Die Seinen sind zwar geradezu besessen vor Sehnsucht nach ihm. Aber offensichtlich sehnen sie sich nach einem Menschen, den es nicht mehr gibt, denn sie erkennen ihn nicht wieder. Als sich Odysseus schließlich seinem Sohn Telemachos und später seiner Gattin Penelope zu erkennen gibt, wollen ihm beide nicht glauben. Am längsten weigert sich Penelope, den heimgekehrten Odysseus zu akzeptieren. Ob sie sich zu sehr daran gewöhnt hat, einem Traumbild nachzutrauern?

Der einzige, der Odysseus sofort wieder erkennt, ist sein greiser Hund: „Er wedelte mit dem Schwanz und senkte die Ohren, aber er war zu schwach, sich seinem Herrn zu nähern.“ Kurz darauf stirbt er, „nachdem er im zwanzigsten Jahr Odysseus wiedergesehen hat“ (Od  17,  291ff).

Homer lässt Odysseus also nach seiner langen Abwesenheit nicht mehr die Heimat vorfinden, die er kannte. Der Rückkehrer muss stattdessen seine Heimat neu erfinden. Muss er sie auch mit Gewalt zurückerobern?

Odysseus ermordet die zahlreichen Freier, die während seiner Abwesenheit um seine Frau warben, sein Haus belagerten und sein Vermögen aufzehrten. Wozu? Hätte der „Städteverwüster“ die Freier nicht einfach davonschicken können? Hätte nicht auch Penelope sie schon längst aus dem Haus jagen können, wo sie doch keinen von ihnen heiraten wollte? „Sie hielt uns hin“, erklärt einer der ermordeten Freier im Totenreich, „zur Hochzeit sagte sie weder ja noch nein“ (Od  24,  125).

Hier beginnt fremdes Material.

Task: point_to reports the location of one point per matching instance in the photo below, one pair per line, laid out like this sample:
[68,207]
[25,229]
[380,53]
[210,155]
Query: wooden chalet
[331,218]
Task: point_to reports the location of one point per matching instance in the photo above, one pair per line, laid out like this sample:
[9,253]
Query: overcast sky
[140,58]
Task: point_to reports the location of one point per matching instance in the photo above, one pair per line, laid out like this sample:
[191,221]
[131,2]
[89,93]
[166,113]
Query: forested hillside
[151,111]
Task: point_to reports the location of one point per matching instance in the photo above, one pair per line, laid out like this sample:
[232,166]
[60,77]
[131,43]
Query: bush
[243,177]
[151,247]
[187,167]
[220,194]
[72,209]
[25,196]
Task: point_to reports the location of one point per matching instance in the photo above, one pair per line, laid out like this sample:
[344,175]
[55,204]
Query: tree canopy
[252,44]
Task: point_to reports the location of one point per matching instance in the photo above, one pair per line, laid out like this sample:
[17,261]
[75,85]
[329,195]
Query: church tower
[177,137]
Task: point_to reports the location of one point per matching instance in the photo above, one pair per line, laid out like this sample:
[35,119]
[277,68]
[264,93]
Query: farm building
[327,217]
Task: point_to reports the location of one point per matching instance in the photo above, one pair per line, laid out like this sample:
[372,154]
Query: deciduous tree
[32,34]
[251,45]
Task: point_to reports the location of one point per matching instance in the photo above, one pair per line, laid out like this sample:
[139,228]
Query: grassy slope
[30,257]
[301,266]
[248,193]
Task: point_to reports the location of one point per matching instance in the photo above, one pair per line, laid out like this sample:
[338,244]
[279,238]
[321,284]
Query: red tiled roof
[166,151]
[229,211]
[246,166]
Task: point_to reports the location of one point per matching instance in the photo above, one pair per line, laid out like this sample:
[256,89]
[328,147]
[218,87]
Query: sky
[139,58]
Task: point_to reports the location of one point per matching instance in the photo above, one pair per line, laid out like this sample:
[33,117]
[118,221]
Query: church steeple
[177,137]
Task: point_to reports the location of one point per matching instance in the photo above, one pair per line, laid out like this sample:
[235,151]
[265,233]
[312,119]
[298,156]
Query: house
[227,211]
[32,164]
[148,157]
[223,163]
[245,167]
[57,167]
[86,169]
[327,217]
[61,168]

Doch wieder erspart Homers Begeisterung für Gewalt seinem Helden die Mühe, sein Morden zu begründen. Odysseus bekommt sein Blutbad. Mit hartem Realismus schildert Homer, wie die Mägde, die sich mit den ermordeten Freiern eingelassen hatten, deren Leichen wegtragen, den Ort des Verbrechens von Blut reinigen und anschließend selbst erhängt werden.